Owning our mistakes: Confessions of an unethical researcher

Montgomery, Heather (2023). Owning our mistakes: Confessions of an unethical researcher. In: Richards, Sarah and Coombs, Sarah eds. Critical Perspectives on Research with Children Reflexivity, Methodology, and Researcher Identity. Sociology of Children and Families. Bristol: Bristol University Press, pp. 157–171.

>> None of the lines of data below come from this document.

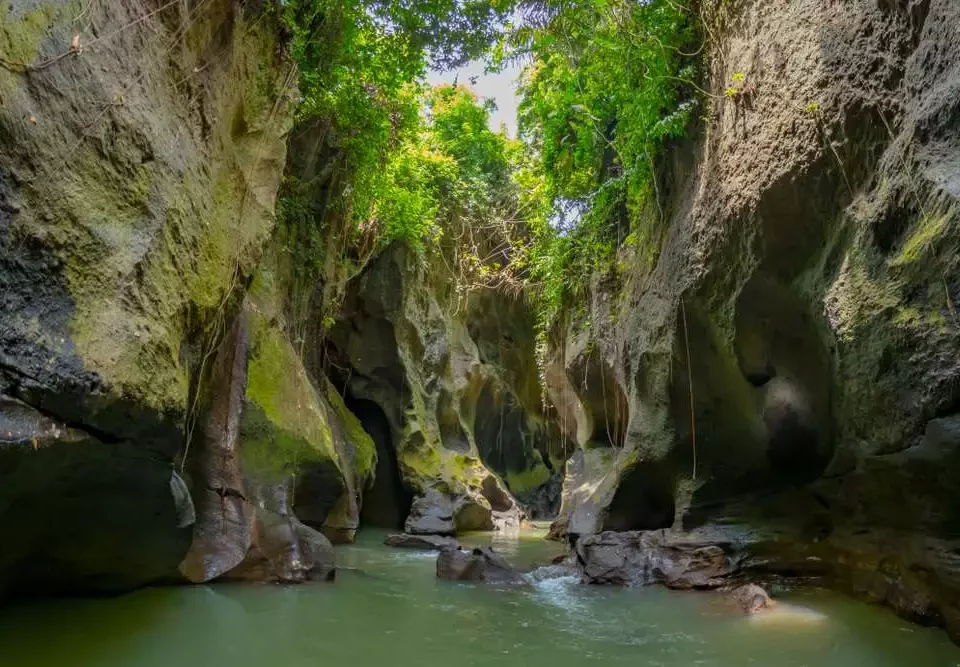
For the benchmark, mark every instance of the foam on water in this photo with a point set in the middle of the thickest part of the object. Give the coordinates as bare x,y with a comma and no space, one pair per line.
786,613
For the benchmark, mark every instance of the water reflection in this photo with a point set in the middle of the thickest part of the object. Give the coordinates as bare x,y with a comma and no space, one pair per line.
387,608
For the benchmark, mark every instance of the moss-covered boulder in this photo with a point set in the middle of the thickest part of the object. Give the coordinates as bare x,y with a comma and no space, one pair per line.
779,364
143,148
457,386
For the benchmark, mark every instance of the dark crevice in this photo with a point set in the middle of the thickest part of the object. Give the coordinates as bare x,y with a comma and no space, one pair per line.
644,500
387,503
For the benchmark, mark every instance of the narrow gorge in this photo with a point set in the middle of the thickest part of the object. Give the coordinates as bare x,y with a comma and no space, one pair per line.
268,296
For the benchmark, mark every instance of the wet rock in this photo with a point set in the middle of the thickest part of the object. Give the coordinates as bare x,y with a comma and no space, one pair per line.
479,564
751,598
430,514
316,554
427,542
640,558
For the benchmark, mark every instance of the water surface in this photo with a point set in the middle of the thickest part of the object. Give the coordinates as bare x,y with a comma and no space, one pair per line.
387,609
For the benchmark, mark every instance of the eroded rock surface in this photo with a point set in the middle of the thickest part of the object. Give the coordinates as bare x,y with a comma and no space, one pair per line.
479,564
640,558
427,542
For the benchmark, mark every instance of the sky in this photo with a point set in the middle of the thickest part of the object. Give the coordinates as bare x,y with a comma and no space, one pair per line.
500,87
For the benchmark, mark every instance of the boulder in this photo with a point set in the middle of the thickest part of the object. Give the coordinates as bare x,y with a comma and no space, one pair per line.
425,542
639,558
479,564
430,514
751,598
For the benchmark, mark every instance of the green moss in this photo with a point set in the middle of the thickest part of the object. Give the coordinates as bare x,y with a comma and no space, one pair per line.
857,297
532,478
277,383
926,233
420,465
269,453
20,38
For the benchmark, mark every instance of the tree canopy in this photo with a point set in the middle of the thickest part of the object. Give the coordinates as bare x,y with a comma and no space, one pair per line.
606,84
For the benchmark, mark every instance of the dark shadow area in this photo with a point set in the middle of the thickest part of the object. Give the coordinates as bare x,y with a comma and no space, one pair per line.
602,395
644,500
387,503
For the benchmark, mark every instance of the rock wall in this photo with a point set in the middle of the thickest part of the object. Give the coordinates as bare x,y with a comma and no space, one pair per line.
144,144
454,380
788,361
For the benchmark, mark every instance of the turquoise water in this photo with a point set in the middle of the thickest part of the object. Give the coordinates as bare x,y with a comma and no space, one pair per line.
387,609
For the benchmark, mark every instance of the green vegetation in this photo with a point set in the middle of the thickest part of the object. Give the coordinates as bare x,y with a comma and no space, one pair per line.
607,85
605,90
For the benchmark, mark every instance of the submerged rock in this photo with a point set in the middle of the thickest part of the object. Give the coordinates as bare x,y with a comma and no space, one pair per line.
431,514
479,564
751,598
639,558
428,542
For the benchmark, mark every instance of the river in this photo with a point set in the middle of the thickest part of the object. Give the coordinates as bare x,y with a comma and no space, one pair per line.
387,609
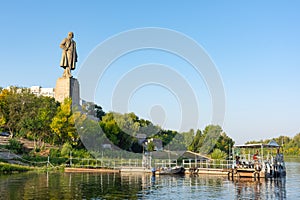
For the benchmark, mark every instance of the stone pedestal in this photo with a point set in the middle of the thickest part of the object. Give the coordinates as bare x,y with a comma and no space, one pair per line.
67,87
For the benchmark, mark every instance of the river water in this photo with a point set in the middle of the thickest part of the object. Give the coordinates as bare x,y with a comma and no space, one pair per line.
55,185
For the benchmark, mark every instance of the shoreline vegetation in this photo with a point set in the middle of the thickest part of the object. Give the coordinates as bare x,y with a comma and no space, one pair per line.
40,127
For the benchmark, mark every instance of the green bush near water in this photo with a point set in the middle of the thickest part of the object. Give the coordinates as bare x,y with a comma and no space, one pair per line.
6,168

DOI: https://doi.org/10.51952/9781529216806.ch009

Abstract

This chapter is a reflection on the methods and ethics of doing fieldwork with highly vulnerable children. Fired up with good intentions, a knowledge of children’s rights, and a belief in the necessity of child-focused anthropology, a quarter of a century ago I went to Thailand with the aim of working with child prostitutes, finding out about their lives, and suggesting solutions to the problems they faced. I found the reality very different to what I expected however and this chapter looks at the lacuna between my theoretical knowledge of ethics and the difficulties I had making sense of them on the ground. It also discusses how my feelings about this work have changed over time and about the mistakes I made during both fieldwork and ‘writing-up’. The chapter looks at the strength and weaknesses of child-centred anthropology, raising questions about how to interpret children’s voices when they say the ‘wrong’ thing and how far to believe what they say when it does not fit with one’s own worldview or morality. In doing so it looks at the lifelong impacts such research can have on both researcher and researched and questions the purpose of such research and whose needs it fulfils.